John Woolrich is a much commissioned and frequently performed composer, a creative teacher and an original programmer, he is an important figure in British musical life.
Woolrich founded a group, the Composers Ensemble, and a festival, Hoxton New Music Days. In 1994 he was appointed the first Composer in Association to the Orchestra of St John’s, a post he held until 2000. His successful collaborations with Birmingham Contemporary Music Group led to his appointment in the 2002/3 season as an Artist-in-Association. He was Guest Artistic Director of the Aldeburgh Festival in 2004 and Associate Artistic Director of the festival 2005–2010. In 2010 Woolrich was appointed the Artistic Director at Dartington International Summer School, and Professor of Music at Brunel University.

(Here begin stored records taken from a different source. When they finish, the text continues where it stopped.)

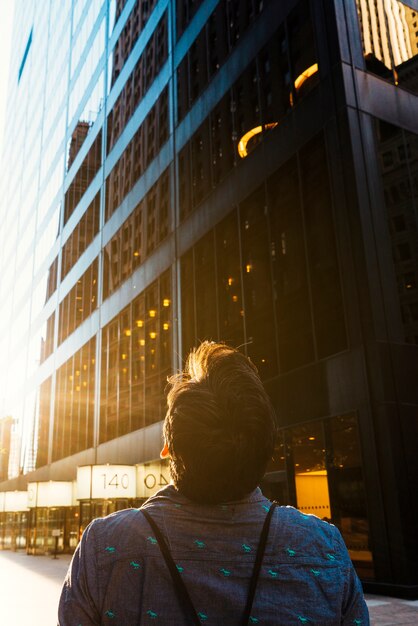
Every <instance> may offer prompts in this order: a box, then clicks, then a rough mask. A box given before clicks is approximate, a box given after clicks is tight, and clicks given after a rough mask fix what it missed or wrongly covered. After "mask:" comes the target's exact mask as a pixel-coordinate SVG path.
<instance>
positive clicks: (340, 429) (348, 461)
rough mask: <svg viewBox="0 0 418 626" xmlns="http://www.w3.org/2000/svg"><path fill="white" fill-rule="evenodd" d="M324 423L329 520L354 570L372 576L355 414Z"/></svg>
mask: <svg viewBox="0 0 418 626" xmlns="http://www.w3.org/2000/svg"><path fill="white" fill-rule="evenodd" d="M324 427H325V438H326V449H327V469H328V485H329V493H330V497H331V511H332V522H333V523H334V524H336V525H337V526H338V528H339V529H340V531H341V533H342V535H343V537H344V541H345V543H346V545H347V548H348V551H349V553H350V556H351V559H352V560H353V562H354V564H355V566H356V569H357V572H358V573H359V574H360V575H361V576H362V577H364V578H373V560H372V553H371V551H370V546H369V523H368V519H367V511H366V494H365V490H364V483H363V474H362V462H361V452H360V445H359V433H358V426H357V418H356V416H355V415H345V416H342V417H340V416H338V417H334V418H332V419H330V420H326V421H325V422H324Z"/></svg>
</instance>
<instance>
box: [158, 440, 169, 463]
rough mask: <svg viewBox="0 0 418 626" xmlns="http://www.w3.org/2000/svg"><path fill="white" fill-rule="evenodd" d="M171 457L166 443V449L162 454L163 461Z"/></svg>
mask: <svg viewBox="0 0 418 626" xmlns="http://www.w3.org/2000/svg"><path fill="white" fill-rule="evenodd" d="M169 456H170V452H169V449H168V445H167V444H166V443H165V442H164V448H163V449H162V450H161V452H160V458H161V459H167V458H168V457H169Z"/></svg>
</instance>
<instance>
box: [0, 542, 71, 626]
mask: <svg viewBox="0 0 418 626" xmlns="http://www.w3.org/2000/svg"><path fill="white" fill-rule="evenodd" d="M69 562H70V557H69V556H67V555H64V556H60V557H59V558H57V559H53V558H52V557H46V556H27V555H26V554H25V553H24V552H9V551H7V550H4V551H2V552H0V624H2V626H3V625H4V626H56V623H57V606H58V599H59V596H60V592H61V587H62V582H63V580H64V577H65V573H66V571H67V568H68V564H69Z"/></svg>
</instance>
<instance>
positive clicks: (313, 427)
mask: <svg viewBox="0 0 418 626" xmlns="http://www.w3.org/2000/svg"><path fill="white" fill-rule="evenodd" d="M287 436H288V443H289V445H290V448H291V456H292V464H293V469H294V478H295V489H296V506H297V508H298V509H299V510H300V511H302V512H303V513H313V514H314V515H316V516H317V517H320V518H321V519H325V520H326V521H329V520H330V519H331V504H330V496H329V489H328V472H327V469H326V463H325V452H326V451H325V441H324V434H323V430H322V422H312V423H311V424H308V425H304V426H299V427H297V428H293V429H291V430H290V431H289V432H288V434H287Z"/></svg>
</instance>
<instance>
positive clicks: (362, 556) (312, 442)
mask: <svg viewBox="0 0 418 626" xmlns="http://www.w3.org/2000/svg"><path fill="white" fill-rule="evenodd" d="M284 437H285V441H286V447H283V448H279V450H280V451H281V454H280V455H277V456H278V459H279V460H282V462H283V463H284V462H285V461H286V463H287V468H286V469H287V475H288V479H289V494H288V501H287V502H284V504H294V505H295V506H296V507H297V508H298V509H299V510H300V511H302V512H304V513H308V514H314V515H316V516H317V517H320V518H321V519H323V520H325V521H327V522H331V523H333V524H335V525H336V526H337V527H338V528H339V530H340V532H341V534H342V536H343V538H344V541H345V544H346V546H347V549H348V551H349V554H350V557H351V559H352V561H353V563H354V565H355V567H356V570H357V573H358V574H359V575H360V576H361V577H362V578H368V579H373V578H374V570H373V557H372V552H371V549H370V543H369V542H370V532H369V523H368V518H367V510H366V495H365V489H364V481H363V473H362V460H361V449H360V440H359V432H358V425H357V417H356V415H354V414H349V415H344V416H337V417H333V418H330V419H326V420H320V421H315V422H311V423H310V424H304V425H303V426H297V427H296V428H291V429H287V430H285V431H284ZM275 456H276V455H275ZM281 503H283V502H281Z"/></svg>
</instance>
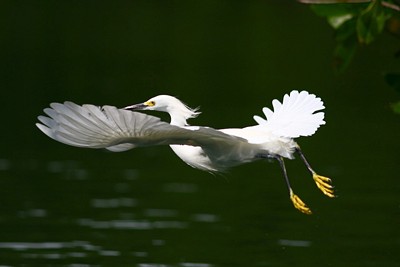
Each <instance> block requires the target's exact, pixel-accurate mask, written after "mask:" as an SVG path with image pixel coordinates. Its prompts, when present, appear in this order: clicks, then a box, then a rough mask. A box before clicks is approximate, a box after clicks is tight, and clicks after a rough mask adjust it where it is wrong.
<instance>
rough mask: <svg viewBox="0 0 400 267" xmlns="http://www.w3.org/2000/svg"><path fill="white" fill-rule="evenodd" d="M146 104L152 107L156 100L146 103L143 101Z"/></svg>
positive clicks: (149, 101)
mask: <svg viewBox="0 0 400 267" xmlns="http://www.w3.org/2000/svg"><path fill="white" fill-rule="evenodd" d="M144 104H145V105H146V106H149V107H154V106H155V105H156V102H155V101H147V102H146V103H144Z"/></svg>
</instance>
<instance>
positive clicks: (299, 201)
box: [290, 190, 312, 215]
mask: <svg viewBox="0 0 400 267" xmlns="http://www.w3.org/2000/svg"><path fill="white" fill-rule="evenodd" d="M290 200H292V202H293V205H294V207H295V208H296V209H298V210H299V211H301V212H302V213H304V214H308V215H309V214H312V212H311V210H310V208H309V207H307V205H306V204H305V203H304V202H303V201H302V200H301V199H300V198H299V197H298V196H297V195H295V194H294V193H293V191H292V190H290Z"/></svg>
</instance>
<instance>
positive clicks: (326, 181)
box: [313, 173, 335, 197]
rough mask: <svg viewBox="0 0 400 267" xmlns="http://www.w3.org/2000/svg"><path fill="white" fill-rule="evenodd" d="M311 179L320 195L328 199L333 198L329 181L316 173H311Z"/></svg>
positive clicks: (327, 178)
mask: <svg viewBox="0 0 400 267" xmlns="http://www.w3.org/2000/svg"><path fill="white" fill-rule="evenodd" d="M313 179H314V181H315V183H316V184H317V186H318V188H319V189H320V190H321V191H322V193H324V194H325V195H327V196H328V197H335V195H334V191H333V186H332V184H331V183H332V181H331V179H329V178H328V177H325V176H321V175H318V174H316V173H313Z"/></svg>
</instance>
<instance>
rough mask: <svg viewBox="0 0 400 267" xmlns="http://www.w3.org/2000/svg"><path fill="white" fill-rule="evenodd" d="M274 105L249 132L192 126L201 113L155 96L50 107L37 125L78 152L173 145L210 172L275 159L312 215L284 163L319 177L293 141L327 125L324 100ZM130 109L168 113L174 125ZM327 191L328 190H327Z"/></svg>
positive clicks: (311, 97) (185, 158)
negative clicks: (193, 121)
mask: <svg viewBox="0 0 400 267" xmlns="http://www.w3.org/2000/svg"><path fill="white" fill-rule="evenodd" d="M272 105H273V111H272V110H271V109H269V108H264V109H263V113H264V115H265V118H262V117H259V116H254V119H255V121H256V122H257V123H258V124H257V125H253V126H249V127H245V128H231V129H221V130H216V129H213V128H209V127H200V126H195V127H194V126H188V125H187V122H186V121H187V119H190V118H193V117H196V116H197V115H198V114H199V112H197V110H196V109H190V108H189V107H187V106H186V105H185V104H183V103H182V102H181V101H180V100H178V99H177V98H175V97H172V96H167V95H160V96H156V97H154V98H152V99H150V100H148V101H146V102H144V103H142V104H137V105H132V106H129V107H126V108H125V109H117V108H116V107H113V106H103V107H97V106H94V105H82V106H80V105H77V104H74V103H72V102H64V104H59V103H52V104H51V105H50V107H51V108H46V109H45V110H44V112H45V113H46V115H47V117H46V116H39V117H38V119H39V121H40V122H41V123H37V124H36V125H37V127H38V128H39V129H40V130H41V131H42V132H43V133H45V134H46V135H47V136H49V137H50V138H52V139H54V140H57V141H59V142H61V143H64V144H67V145H71V146H76V147H86V148H106V149H108V150H110V151H115V152H119V151H125V150H129V149H132V148H134V147H142V146H152V145H170V146H171V148H172V150H173V151H174V152H175V153H176V154H177V155H178V156H179V157H180V158H181V159H182V160H183V161H184V162H186V163H187V164H188V165H190V166H192V167H194V168H198V169H201V170H206V171H210V172H218V171H224V170H225V169H227V168H229V167H232V166H235V165H238V164H242V163H245V162H251V161H254V160H257V159H261V158H276V159H278V161H279V162H280V163H281V167H282V168H283V170H284V175H285V178H286V180H287V183H288V187H289V192H290V195H291V199H292V201H293V203H294V205H295V207H296V208H298V209H300V210H301V211H302V212H305V213H308V211H309V209H308V208H307V207H306V206H305V204H304V203H302V202H301V200H300V199H298V197H297V196H296V195H294V194H293V192H292V190H291V187H290V184H289V180H288V179H287V176H286V170H285V168H284V164H283V159H282V157H286V158H293V153H294V152H295V151H297V152H299V153H300V156H301V157H302V158H303V160H304V161H305V163H306V165H307V167H308V168H309V170H310V171H311V172H312V173H313V175H314V174H315V172H314V171H313V170H312V169H311V167H310V166H309V164H308V163H307V162H306V160H305V158H304V155H303V154H302V153H301V151H300V148H299V146H298V145H297V143H296V142H295V141H294V140H293V138H297V137H299V136H309V135H312V134H314V133H315V131H316V130H317V129H318V127H319V126H320V125H323V124H325V121H324V113H323V112H317V113H315V112H316V111H320V110H322V109H324V106H323V103H322V101H321V99H320V98H318V97H316V96H315V95H313V94H309V93H308V92H306V91H301V92H298V91H292V92H291V93H290V94H289V95H285V96H284V98H283V102H282V103H281V102H279V101H278V100H273V101H272ZM127 109H131V110H158V111H164V112H168V113H169V115H170V116H171V122H170V123H166V122H163V121H161V120H160V119H159V118H157V117H154V116H150V115H146V114H143V113H139V112H133V111H130V110H127ZM320 177H321V176H320ZM324 178H325V177H324ZM314 179H315V178H314ZM327 179H328V178H327ZM317 185H318V183H317ZM323 187H324V188H325V189H326V188H328V187H327V185H323ZM321 190H322V189H321ZM329 190H330V191H329ZM323 191H324V190H323ZM328 191H329V192H324V193H325V194H327V195H329V194H330V195H332V196H333V194H332V193H333V191H332V190H331V187H330V185H329V188H328ZM295 198H297V199H298V200H300V202H301V203H300V202H299V201H298V200H295ZM305 208H307V209H308V211H305V210H304V209H305ZM302 209H303V210H302Z"/></svg>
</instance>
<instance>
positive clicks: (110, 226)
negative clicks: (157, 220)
mask: <svg viewBox="0 0 400 267" xmlns="http://www.w3.org/2000/svg"><path fill="white" fill-rule="evenodd" d="M78 224H79V225H82V226H89V227H91V228H96V229H121V230H129V229H130V230H151V229H183V228H187V224H186V223H183V222H178V221H132V220H113V221H94V220H91V219H79V220H78Z"/></svg>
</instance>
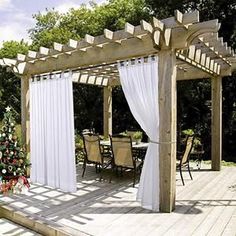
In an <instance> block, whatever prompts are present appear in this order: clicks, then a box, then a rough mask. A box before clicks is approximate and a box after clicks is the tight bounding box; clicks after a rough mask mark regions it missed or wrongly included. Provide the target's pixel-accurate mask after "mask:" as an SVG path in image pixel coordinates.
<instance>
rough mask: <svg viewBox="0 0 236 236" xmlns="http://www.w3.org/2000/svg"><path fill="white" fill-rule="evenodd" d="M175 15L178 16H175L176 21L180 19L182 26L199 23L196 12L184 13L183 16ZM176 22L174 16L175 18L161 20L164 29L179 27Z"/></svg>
mask: <svg viewBox="0 0 236 236" xmlns="http://www.w3.org/2000/svg"><path fill="white" fill-rule="evenodd" d="M178 12H179V11H178ZM177 14H178V15H177V17H178V20H180V19H181V18H182V22H181V24H182V25H189V24H193V23H197V22H199V12H198V11H193V12H189V13H184V14H182V13H181V14H182V16H180V12H179V13H177ZM178 20H177V19H176V16H175V17H169V18H166V19H163V20H161V21H162V22H163V23H164V24H165V27H166V28H175V27H178V26H179V25H180V22H179V21H178Z"/></svg>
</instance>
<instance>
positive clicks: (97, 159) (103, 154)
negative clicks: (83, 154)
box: [82, 133, 111, 179]
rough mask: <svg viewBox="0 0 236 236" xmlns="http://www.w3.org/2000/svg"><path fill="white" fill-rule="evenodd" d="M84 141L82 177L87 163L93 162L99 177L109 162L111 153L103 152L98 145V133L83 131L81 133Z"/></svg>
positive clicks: (85, 167)
mask: <svg viewBox="0 0 236 236" xmlns="http://www.w3.org/2000/svg"><path fill="white" fill-rule="evenodd" d="M83 143H84V150H85V156H84V163H83V173H82V177H84V173H85V169H86V165H87V164H95V168H96V172H98V171H100V179H101V178H102V171H103V170H104V169H105V168H107V167H108V166H109V165H110V164H111V155H109V153H104V152H103V151H102V148H101V145H100V137H99V135H98V134H93V133H85V134H83Z"/></svg>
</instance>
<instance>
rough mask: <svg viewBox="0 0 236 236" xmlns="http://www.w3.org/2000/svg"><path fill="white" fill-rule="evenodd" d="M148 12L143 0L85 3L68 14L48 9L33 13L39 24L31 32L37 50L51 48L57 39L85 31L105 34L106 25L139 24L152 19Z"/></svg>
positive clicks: (93, 34)
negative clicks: (49, 47) (41, 48)
mask: <svg viewBox="0 0 236 236" xmlns="http://www.w3.org/2000/svg"><path fill="white" fill-rule="evenodd" d="M148 13H149V12H148V9H147V7H145V2H144V1H143V0H111V1H110V2H109V3H108V4H103V5H97V4H95V3H93V2H91V3H90V7H87V6H86V5H81V6H80V7H79V8H78V9H74V8H72V9H70V10H69V12H67V13H65V14H60V13H59V12H57V11H55V10H54V9H53V10H48V9H47V11H46V13H45V14H42V13H40V12H39V13H38V14H35V15H34V16H33V18H34V19H35V20H36V25H35V27H34V28H32V29H30V30H29V33H30V37H31V39H32V40H33V48H34V49H37V48H38V47H39V46H44V47H50V46H52V44H53V42H58V43H67V42H68V40H69V39H70V38H71V39H75V40H76V39H80V38H83V37H84V36H85V34H91V35H93V36H97V35H100V34H103V30H104V29H105V28H108V29H110V30H118V29H121V28H123V27H124V24H125V22H126V21H128V22H130V23H131V24H135V25H137V24H139V21H140V19H142V18H143V19H148V17H149V14H148Z"/></svg>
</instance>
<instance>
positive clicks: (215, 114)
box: [211, 77, 222, 171]
mask: <svg viewBox="0 0 236 236" xmlns="http://www.w3.org/2000/svg"><path fill="white" fill-rule="evenodd" d="M211 101H212V118H211V119H212V121H211V143H212V144H211V163H212V164H211V165H212V166H211V168H212V170H215V171H219V170H220V169H221V159H222V78H221V77H214V78H212V79H211Z"/></svg>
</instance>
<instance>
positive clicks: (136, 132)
mask: <svg viewBox="0 0 236 236" xmlns="http://www.w3.org/2000/svg"><path fill="white" fill-rule="evenodd" d="M142 138H143V133H142V132H141V131H137V132H135V133H134V134H133V139H134V140H135V142H136V144H139V143H141V140H142Z"/></svg>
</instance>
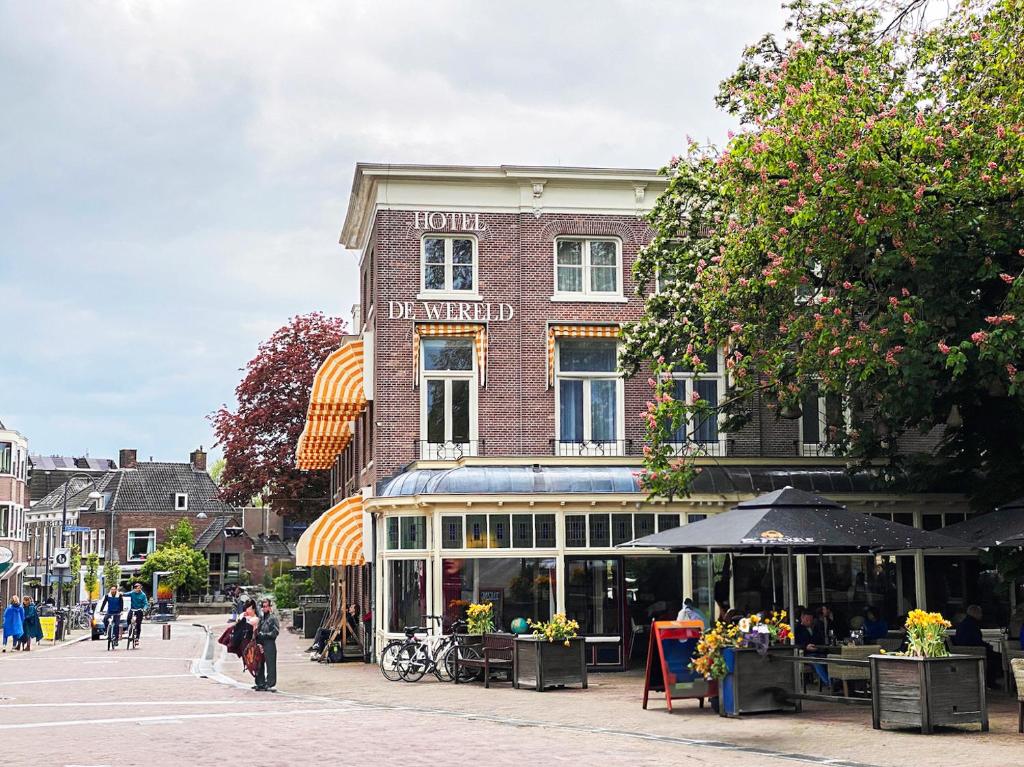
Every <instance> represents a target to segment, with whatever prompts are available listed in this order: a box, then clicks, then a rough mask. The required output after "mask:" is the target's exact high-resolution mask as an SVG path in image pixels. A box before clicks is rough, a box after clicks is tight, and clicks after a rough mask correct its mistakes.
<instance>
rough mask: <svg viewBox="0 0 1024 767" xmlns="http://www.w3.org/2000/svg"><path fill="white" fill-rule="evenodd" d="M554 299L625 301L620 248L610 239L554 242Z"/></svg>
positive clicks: (558, 300)
mask: <svg viewBox="0 0 1024 767" xmlns="http://www.w3.org/2000/svg"><path fill="white" fill-rule="evenodd" d="M552 300H553V301H625V300H626V299H625V298H624V297H623V249H622V244H621V243H620V242H618V240H615V239H613V238H559V239H557V240H556V241H555V293H554V295H553V296H552Z"/></svg>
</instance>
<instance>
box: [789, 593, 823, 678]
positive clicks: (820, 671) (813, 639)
mask: <svg viewBox="0 0 1024 767" xmlns="http://www.w3.org/2000/svg"><path fill="white" fill-rule="evenodd" d="M816 627H817V622H815V620H814V613H813V612H811V611H810V610H808V609H805V610H803V611H802V612H801V613H800V623H799V624H797V628H796V629H794V633H793V636H794V640H795V642H796V644H797V646H798V647H800V649H802V650H803V651H804V654H805V655H806V656H808V657H824V654H825V653H824V652H821V651H820V650H819V649H818V647H819V646H820V645H822V644H823V642H821V640H820V639H818V640H817V641H815V633H816V632H815V628H816ZM812 668H813V669H814V673H815V674H817V675H818V679H820V680H821V684H823V685H824V686H825V687H826V688H828V689H830V688H831V680H830V679H829V678H828V670H827V669H826V668H825V665H824V664H814V666H813V667H812Z"/></svg>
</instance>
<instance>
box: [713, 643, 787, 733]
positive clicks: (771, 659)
mask: <svg viewBox="0 0 1024 767" xmlns="http://www.w3.org/2000/svg"><path fill="white" fill-rule="evenodd" d="M722 654H723V656H724V657H725V666H726V668H727V669H728V671H729V673H728V674H726V676H725V678H724V679H722V681H721V682H719V685H718V690H719V693H718V694H719V710H718V713H719V715H721V716H723V717H738V716H740V715H741V714H763V713H768V712H776V711H799V710H800V707H799V704H798V702H795V701H794V699H793V698H792V697H788V698H787V696H790V695H795V694H796V692H797V681H796V680H797V673H796V671H795V665H794V664H792V663H788V662H778V661H773V658H776V657H781V656H785V657H794V656H795V655H796V654H797V651H796V648H795V647H794V646H793V645H788V644H785V645H775V646H773V647H769V648H768V652H767V653H766V654H764V655H762V654H760V653H758V651H757V650H756V649H754V648H750V647H739V648H736V647H727V648H725V649H723V650H722Z"/></svg>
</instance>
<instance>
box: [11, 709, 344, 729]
mask: <svg viewBox="0 0 1024 767" xmlns="http://www.w3.org/2000/svg"><path fill="white" fill-rule="evenodd" d="M353 711H356V710H354V709H351V708H344V709H339V708H334V709H293V710H291V711H236V712H225V713H223V714H220V713H216V714H179V715H176V716H173V717H111V718H109V719H61V720H59V721H55V722H23V723H20V724H0V730H34V729H43V728H46V727H75V726H82V725H86V726H89V727H92V726H95V725H98V724H142V723H145V722H159V723H163V724H167V723H182V724H183V720H186V719H255V718H257V717H293V716H300V715H301V716H307V715H310V714H351V713H352V712H353Z"/></svg>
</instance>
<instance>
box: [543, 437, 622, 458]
mask: <svg viewBox="0 0 1024 767" xmlns="http://www.w3.org/2000/svg"><path fill="white" fill-rule="evenodd" d="M549 441H550V444H551V455H553V456H560V457H564V456H590V457H597V456H618V457H621V456H632V455H634V454H633V440H632V439H611V440H600V441H595V440H590V439H583V440H577V439H551V440H549Z"/></svg>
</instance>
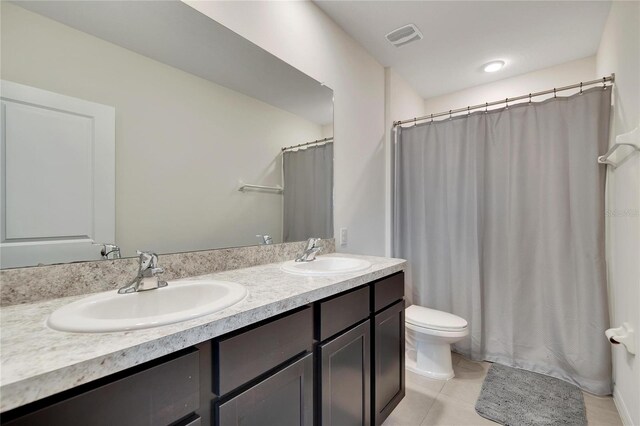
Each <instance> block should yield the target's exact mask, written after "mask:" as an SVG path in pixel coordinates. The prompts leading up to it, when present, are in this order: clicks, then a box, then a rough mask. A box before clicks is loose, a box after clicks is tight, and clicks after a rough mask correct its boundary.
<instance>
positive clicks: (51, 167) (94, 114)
mask: <svg viewBox="0 0 640 426" xmlns="http://www.w3.org/2000/svg"><path fill="white" fill-rule="evenodd" d="M1 8H2V10H1V18H2V22H1V42H2V45H1V51H2V61H1V69H0V77H1V79H2V93H1V95H2V126H3V129H2V132H1V133H2V150H1V153H2V154H1V155H2V158H1V159H0V160H1V161H0V163H1V167H2V172H1V173H0V179H1V182H0V187H1V188H2V189H1V194H0V195H1V196H0V199H1V202H2V205H1V206H0V207H1V211H2V220H1V222H2V227H1V229H2V241H1V242H0V258H1V266H2V267H3V268H9V267H21V266H32V265H39V264H52V263H65V262H73V261H85V260H97V259H100V258H103V257H102V255H101V253H100V252H101V251H102V250H101V249H102V246H100V244H105V243H106V244H115V245H117V246H118V247H119V249H120V253H121V256H122V257H130V256H134V255H135V253H136V250H137V249H144V250H153V251H155V252H157V253H174V252H184V251H194V250H207V249H213V248H223V247H238V246H247V245H256V244H265V243H273V244H276V243H280V242H289V241H300V240H304V239H306V238H308V237H312V236H313V237H321V238H329V237H333V219H332V217H333V206H332V203H333V145H332V140H333V92H332V90H331V89H329V88H328V87H326V86H324V85H322V84H320V83H319V82H317V81H315V80H314V79H312V78H310V77H309V76H307V75H305V74H303V73H302V72H300V71H299V70H297V69H295V68H293V67H291V66H290V65H288V64H286V63H285V62H283V61H281V60H279V59H278V58H276V57H274V56H273V55H271V54H269V53H268V52H266V51H264V50H262V49H261V48H259V47H257V46H255V45H254V44H252V43H250V42H249V41H247V40H246V39H244V38H242V37H240V36H238V35H237V34H235V33H233V32H232V31H230V30H228V29H227V28H225V27H223V26H222V25H220V24H218V23H217V22H215V21H213V20H211V19H210V18H208V17H206V16H204V15H202V14H201V13H199V12H197V11H196V10H194V9H193V8H191V7H190V6H188V5H186V4H184V3H182V2H180V1H86V2H67V1H24V2H23V1H20V2H6V1H3V2H2V3H1ZM314 141H316V142H314ZM309 142H313V143H309ZM296 145H302V146H299V147H297V148H295V149H284V150H283V148H286V147H291V146H296ZM107 249H108V251H109V247H107ZM114 254H115V253H112V254H111V255H108V258H112V256H113V255H114Z"/></svg>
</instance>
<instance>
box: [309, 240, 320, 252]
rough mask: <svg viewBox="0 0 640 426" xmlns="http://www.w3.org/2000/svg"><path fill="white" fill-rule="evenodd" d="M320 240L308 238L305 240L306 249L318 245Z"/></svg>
mask: <svg viewBox="0 0 640 426" xmlns="http://www.w3.org/2000/svg"><path fill="white" fill-rule="evenodd" d="M320 241H322V240H321V239H320V238H309V239H308V240H307V250H311V249H313V248H316V247H318V244H319V243H320Z"/></svg>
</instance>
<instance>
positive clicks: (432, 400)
mask: <svg viewBox="0 0 640 426" xmlns="http://www.w3.org/2000/svg"><path fill="white" fill-rule="evenodd" d="M490 365H491V364H490V363H488V362H473V361H469V360H467V359H465V358H463V357H461V356H459V355H458V354H453V369H454V371H455V374H456V377H454V378H453V379H451V380H449V381H446V382H444V381H439V380H431V379H427V378H426V377H422V376H420V375H417V374H415V373H412V372H410V371H407V373H406V388H407V391H406V396H405V397H404V399H403V400H402V401H401V402H400V404H398V407H396V409H395V410H394V411H393V412H392V413H391V415H390V416H389V417H388V418H387V420H386V421H385V422H384V423H383V426H435V425H452V426H460V425H494V426H495V425H496V423H494V422H492V421H489V420H487V419H485V418H483V417H481V416H480V415H479V414H478V413H476V410H475V405H476V400H477V399H478V395H479V394H480V389H481V388H482V382H483V380H484V376H485V375H486V374H487V370H488V369H489V366H490ZM584 402H585V405H586V408H587V420H588V422H589V425H591V426H596V425H603V426H610V425H611V426H617V425H622V422H621V420H620V417H619V416H618V412H617V410H616V408H615V406H614V405H613V399H612V398H611V397H605V398H601V397H596V396H593V395H590V394H587V393H585V394H584Z"/></svg>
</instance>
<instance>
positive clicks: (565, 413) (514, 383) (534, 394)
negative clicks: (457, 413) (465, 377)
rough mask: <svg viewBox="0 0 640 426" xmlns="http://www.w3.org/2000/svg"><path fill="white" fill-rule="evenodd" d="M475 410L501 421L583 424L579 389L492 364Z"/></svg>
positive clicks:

Throughout the 1990s, Woolrich had a string of prestigious orchestral commissions which resulted in some of his most important works: his concertos for viola, oboe and cello. A CD of the viola and oboe concertos on the NMC label attracted particular attention and was acclaimed as the BBC’s ‘Record of the Week’. Other orchestral pieces written during this period include The Ghost in the Machine (1990), premiered in Japan with Andrew Davis and the BBC Symphony Orchestra and Si Va Facendo Notte which the Barbican Centre commissioned to celebrate the Mozart European Journey Project. In 2001, Woolrich undertook a music theatre commission from Birmingham Contemporary Music Group and Trestle Theatre Company which resulted in Bitter Fruit, a masque for mime actors and ensemble.
Recent pieces include Capriccio for violin and strings commissioned by the Scottish Ensemble, Between the Hammer and the Anvil for the London Sinfonietta, a violin concerto for the Northern Sinfonia featuring Carolin Widmann and Falling Down, a double-bassoon concerto commission by the Feeney Trust for the CBSO and Margaret Cookhorn.